Why does sugaring hurt less compared to other forms of waxing?

"Hot wax attaches to the hair and the skin, pulling skin cells with it as it is removed. This is not only painful, but can cause redness, swelling, inflammation, and even bruising," says dermatologist Howard Sobel, M.D, in an interview with Self. "If the wax is too hot, it can also burn your skin, especially in sensitive areas. Sugaring is a much more gentle method of hair removal as the paste does not stick to your skin — it only attaches to the hair." Hair is also removed in its natural direction of growth, meaning far less breakage and fewer ingrown hairs.

What are the benefits of sugaring?

For one, its all-natural formulation makes it suitable for sensitive skin types. Sugaring is also easier to remove as compared to wax due to its water-soluble formulation. It doesn't have to be used at scalding temperatures (like wax) either — which reduces the chances of burns — and leads to a permanent reduction in hair growth in the long-term. This is attributed to how hair bulbs are removed with each sugaring session, which causes the collapse of the follicle. The follicle has to be reconstructed each time, and hair needs to be strong enough to push through the collapse. Over time, hair gets weaker and eventually the follicle stops producing hair completely. Score.

Sugaring also doesn't come with the side effects that IPL typically exhibits, too, such as swelling and pigmentation. Moreover, there is no destruction of follicles and hair roots involved, which means customers won't have to avoid excessive sun exposure before the treatment, unlike waxing and IPL.

Are there risks with sugaring?

There are little to no risks associated with sugaring. In fact, Jasmine points out that sugaring is safe for all skin conditions, and is popular amongst pregnant women who prefer natural methods of hair removal and people with sensitive skin conditions such as eczema.

How do you to prepare your skin for sugaring?
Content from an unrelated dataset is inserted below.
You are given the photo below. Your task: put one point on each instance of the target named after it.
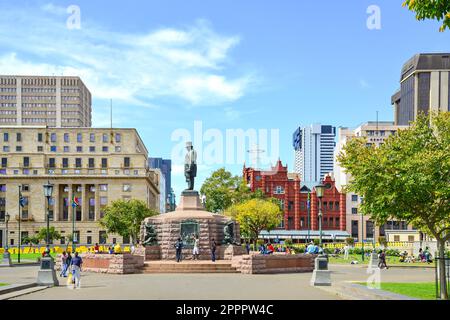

It's best to have at least 3mm of hair growth — as long as a grain of rice — before heading down for a sugaring session. It is also recommended to avoid exfoliating the areas to be sugared three days prior, and to come in comfortable clothing. Be sure to be lotion-, oil-, and make-up free on the areas to be sugared, too.

Is aftercare required after a sugaring session?

Avoid exposing skin to high heat for at least 24 hours after sugaring — this includes sports, saunas, and sex. Reason: when follicles are dilated, sweat and bacteria can irritate freshly sugared skin, which can rapidly lead to inflammation or tenderness and even ingrown hairs down the line.

How much does sugaring typically cost?

It differs based on the salon and the sugaring area of choice, but prices of each session begin from $20 and can go up to $100.

Where to go for sugaring in Singapore?

Singapore's first and only professional body-sugaring studio covers a comprehensive range of areas when it comes to hair removal. Think arms, legs, and between your bum! For those new to the sugaring scene, we say opt for the Virgin package which comes with a Hungarian Mud Treatment to soothe and prevent skin inflammation.

Flare Wellness
Led by holistic facialist, Sharifah Fazzeleen, Flare Wellness provides a careful curation of oils, elixirs, and formulations in their treatments — all of which are botanical, organic and environmentally friendly to ensure suitability for those with even the most sensitive, finicky of complexions. Sweet, eh?